Last week, Morgan Stanley and its investment banking chief Robert Kindler took the lead role advising Time Warner Cable Inc. on its $45.2 billion sale to Comcast Corp., an effort that earned the bank a share of $75 million in fees, according to data from New York-based research firm Freeman & Co.

As the largest deal so far this year, it helped put Morgan Stanley at the top of M&A league tables, ahead of competitors like JPMorgan Chase & Co. and Goldman Sachs Group Inc.

Then came Tuesday.

Actavis Plc announced that morning its purchase of Forest Laboratories Inc. for $21 billion, the second-largest deal of the year. Forest had been a longtime client to Morgan Stanley, which advised it for years on its fight with shareholder activist Carl Icahn, said a person familiar with the matter. However, JPMorgan and not Morgan Stanley advised Forest on that sale.

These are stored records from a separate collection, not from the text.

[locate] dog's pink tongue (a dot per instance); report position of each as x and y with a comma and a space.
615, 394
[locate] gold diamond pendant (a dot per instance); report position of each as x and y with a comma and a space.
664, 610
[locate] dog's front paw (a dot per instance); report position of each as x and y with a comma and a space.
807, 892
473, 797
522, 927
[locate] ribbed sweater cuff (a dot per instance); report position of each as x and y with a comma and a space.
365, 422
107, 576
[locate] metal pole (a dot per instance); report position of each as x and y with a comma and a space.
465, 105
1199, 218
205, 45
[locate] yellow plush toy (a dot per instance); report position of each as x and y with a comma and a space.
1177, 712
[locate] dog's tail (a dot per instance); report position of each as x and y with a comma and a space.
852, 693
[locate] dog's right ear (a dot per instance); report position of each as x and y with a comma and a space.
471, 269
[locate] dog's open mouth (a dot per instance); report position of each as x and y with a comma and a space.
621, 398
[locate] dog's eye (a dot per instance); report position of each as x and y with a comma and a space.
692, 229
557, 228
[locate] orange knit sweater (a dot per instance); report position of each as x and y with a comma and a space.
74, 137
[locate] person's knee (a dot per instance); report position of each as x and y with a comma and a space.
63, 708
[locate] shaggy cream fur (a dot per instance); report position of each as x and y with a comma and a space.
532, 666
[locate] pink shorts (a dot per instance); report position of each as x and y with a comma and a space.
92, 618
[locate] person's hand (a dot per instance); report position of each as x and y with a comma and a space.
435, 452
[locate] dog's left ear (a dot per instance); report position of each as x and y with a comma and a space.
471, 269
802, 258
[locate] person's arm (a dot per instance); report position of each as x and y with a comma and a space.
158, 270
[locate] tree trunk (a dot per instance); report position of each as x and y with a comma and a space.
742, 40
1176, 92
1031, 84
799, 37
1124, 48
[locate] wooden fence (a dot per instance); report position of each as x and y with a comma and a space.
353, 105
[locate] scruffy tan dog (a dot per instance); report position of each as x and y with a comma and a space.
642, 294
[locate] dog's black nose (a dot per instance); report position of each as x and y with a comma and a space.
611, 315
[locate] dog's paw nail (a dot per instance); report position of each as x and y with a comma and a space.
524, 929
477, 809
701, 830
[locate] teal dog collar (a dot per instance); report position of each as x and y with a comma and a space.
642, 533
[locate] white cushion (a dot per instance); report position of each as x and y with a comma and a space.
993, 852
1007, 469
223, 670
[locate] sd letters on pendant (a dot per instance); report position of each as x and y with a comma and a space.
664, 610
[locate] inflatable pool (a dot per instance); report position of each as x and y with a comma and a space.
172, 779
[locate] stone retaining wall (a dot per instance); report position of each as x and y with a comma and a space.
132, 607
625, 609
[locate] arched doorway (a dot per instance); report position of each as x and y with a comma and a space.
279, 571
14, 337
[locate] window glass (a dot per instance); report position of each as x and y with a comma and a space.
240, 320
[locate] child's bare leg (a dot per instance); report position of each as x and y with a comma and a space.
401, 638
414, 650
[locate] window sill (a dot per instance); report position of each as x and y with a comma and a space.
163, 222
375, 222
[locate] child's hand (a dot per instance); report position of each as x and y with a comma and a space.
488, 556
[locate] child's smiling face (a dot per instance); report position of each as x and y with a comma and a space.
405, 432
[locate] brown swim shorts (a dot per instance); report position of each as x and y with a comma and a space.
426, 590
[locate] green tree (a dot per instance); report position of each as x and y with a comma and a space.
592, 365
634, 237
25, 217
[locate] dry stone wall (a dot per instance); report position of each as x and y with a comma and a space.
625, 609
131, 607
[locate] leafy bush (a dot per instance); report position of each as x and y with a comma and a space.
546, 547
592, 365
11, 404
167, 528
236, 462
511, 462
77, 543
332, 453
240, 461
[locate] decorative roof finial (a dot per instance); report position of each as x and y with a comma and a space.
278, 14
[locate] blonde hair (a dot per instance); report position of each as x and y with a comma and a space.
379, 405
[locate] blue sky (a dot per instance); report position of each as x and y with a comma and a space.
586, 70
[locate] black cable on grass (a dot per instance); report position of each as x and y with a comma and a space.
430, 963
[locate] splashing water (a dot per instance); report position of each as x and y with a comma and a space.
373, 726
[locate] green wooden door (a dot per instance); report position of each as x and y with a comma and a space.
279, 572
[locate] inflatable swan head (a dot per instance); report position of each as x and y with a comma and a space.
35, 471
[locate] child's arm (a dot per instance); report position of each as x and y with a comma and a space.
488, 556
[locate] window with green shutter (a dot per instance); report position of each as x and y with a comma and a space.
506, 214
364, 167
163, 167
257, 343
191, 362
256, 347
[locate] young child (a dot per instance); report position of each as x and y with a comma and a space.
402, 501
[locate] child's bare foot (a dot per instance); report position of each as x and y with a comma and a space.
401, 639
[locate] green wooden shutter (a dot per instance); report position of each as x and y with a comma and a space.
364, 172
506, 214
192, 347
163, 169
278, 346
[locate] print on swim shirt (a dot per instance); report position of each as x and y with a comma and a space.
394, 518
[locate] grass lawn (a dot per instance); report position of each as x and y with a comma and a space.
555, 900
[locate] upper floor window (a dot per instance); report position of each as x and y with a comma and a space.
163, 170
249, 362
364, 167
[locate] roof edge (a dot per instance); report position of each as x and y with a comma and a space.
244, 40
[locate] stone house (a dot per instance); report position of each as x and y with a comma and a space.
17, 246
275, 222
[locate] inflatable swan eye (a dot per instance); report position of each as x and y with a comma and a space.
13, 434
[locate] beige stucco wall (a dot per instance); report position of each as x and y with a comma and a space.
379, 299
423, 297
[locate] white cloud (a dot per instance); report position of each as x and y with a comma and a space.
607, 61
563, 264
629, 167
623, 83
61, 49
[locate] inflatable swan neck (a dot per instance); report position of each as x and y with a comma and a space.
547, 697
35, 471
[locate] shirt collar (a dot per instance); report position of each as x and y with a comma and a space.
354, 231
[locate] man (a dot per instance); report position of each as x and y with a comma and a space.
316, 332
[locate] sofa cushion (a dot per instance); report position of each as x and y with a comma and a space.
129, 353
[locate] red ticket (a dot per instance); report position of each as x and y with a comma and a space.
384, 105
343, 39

Morgan Stanley was informed of the deal late Monday evening by Forest, said another person familiar with the matter. That transaction pushed JPMorgan to the top of the league tables, data compiled by Bloomberg show.

Sole Role

Wednesday afternoon, the fourth-largest deal of the year was announced with Facebook’s move to acquire mobile-messaging startup WhatsApp for as much as $19 billion in cash and stock. Morgan Stanley landed the sole advisory role for closely-held WhatsApp, which could earn the bank $35 million to $45 million in fees, estimates Freeman.

Morgan Stanley also advised Suntory Holdings Ltd. on its $16 billion purchase of Beam Inc. on Jan. 13, the year’s third-largest deal.

The WhatsApp deal is a vindication of sorts for Morgan Stanley’s head of technology banking Michael Grimes. Vilified for the Facebook IPO in May 2012 and the resulting 11 percent day-one drop in its share price, Grimes, 47, is lead banker for WhatsApp. Facebook, which initially priced at $38 a share, closed Wednesday at $68.06.

Given Grimes’ familiarity with Facebook’s shares, it was apt that his client WhatsApp will receive as much as $15 billion in Facebook stock in the deal -- which would make WhatsApp’s founders some of the the largest public shareholders of Facebook. A Morgan Stanley spokeswoman declined to comment.

The deal puts Morgan Stanley second behind JPMorgan in the M&A rankings, with just $3.6 billion separating the two.